On May 1, 1850, recently returned from a visit to England and the Continent, Melville wrote to Richard Henry Dana Jr., who had written a letter of introduction to Edward Moxon, his publisher in England, and given it to Melville before his departure. Moxon was Lamb’s friend and publisher, and in London gave his American visitor The Works of Charles Lamb (1848) and Thomas N. Talfourd’s Final Memorials of Charles Lamb (1848). Melville writes to Dana:

“But knowing the nature of these foggy English, &; that they are not altogether impenetrable, I began a sociable talk, and happening to make mention of Charles Lamb, and alluding to the warmth of feeling with which that charming punster is regarded in America, Mr Moxon brightened up—grew cordial—hearty;--&; going into the heart of the matter—told me that he (Lamb) was the best fellow in the world to `get drunk with’ (I use his own words) &; that he had many a time put him to bed. He concluded by offering to send me a copy of his works (not Moxon’s poetry, but Lamb’s prose) which I have by me, now. It so happened, that on the passage over, I had found a copy of Lamb in the ship’s library--&; not having previously read him much, I dived into him, &; was delighted—as every one must be with such a rare humorist &; excellent hearted man.

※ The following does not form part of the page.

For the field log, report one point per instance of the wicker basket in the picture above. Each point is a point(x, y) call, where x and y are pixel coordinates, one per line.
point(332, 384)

So I was very sincere with Moxon, being fresh from Lamb.”

[From Correspondence, Vol. 14 of The Writings of Herman Melville, edited by Lynn North, 1993.]

We understand Melville’s fondness for Lamb. Both were “punsters” and otherwise comically disposed, albeit in different keys. Both fashioned a rich prose gumbo and reveled in the prose of Burton, Browne and Coleridge. Both knew suffering and loss. Among the epigraphs Melville appends to Moby-Dick (he calls them “Extracts”) are six lines from Lamb’s “Triumph of the Whale”:

“Io! Paean! Io! sing
To the funny people's King.
Not a mightier whale than this
In the vast Atlantic is;
Not a fatter fish than he
Flounders round the polar sea.”

Within months of reading Lamb and meeting Moxon, Melville was writing Moby-Dick. Lamb worked in the accounts department of the East India Company for thirty-three years, an experience he writes about in “The Superannuated Man” (The Last Essays of Elia, 1833). I fancy that the dedication Melville gives to “Etymology (Supplied by a Late Consumptive Usher to a Grammar School)” at the start of Moby-Dick is a stylized portrait of Lamb:

“The pale Usher--threadbare in coat, heart, body, and brain; I see him now. He was ever dusting his old lexicons and grammars, with a queer handkerchief, mockingly embellished with all the gay flags of all the known nations of the world. He loved to dust his old grammars; it somehow mildly reminded him of his mortality.”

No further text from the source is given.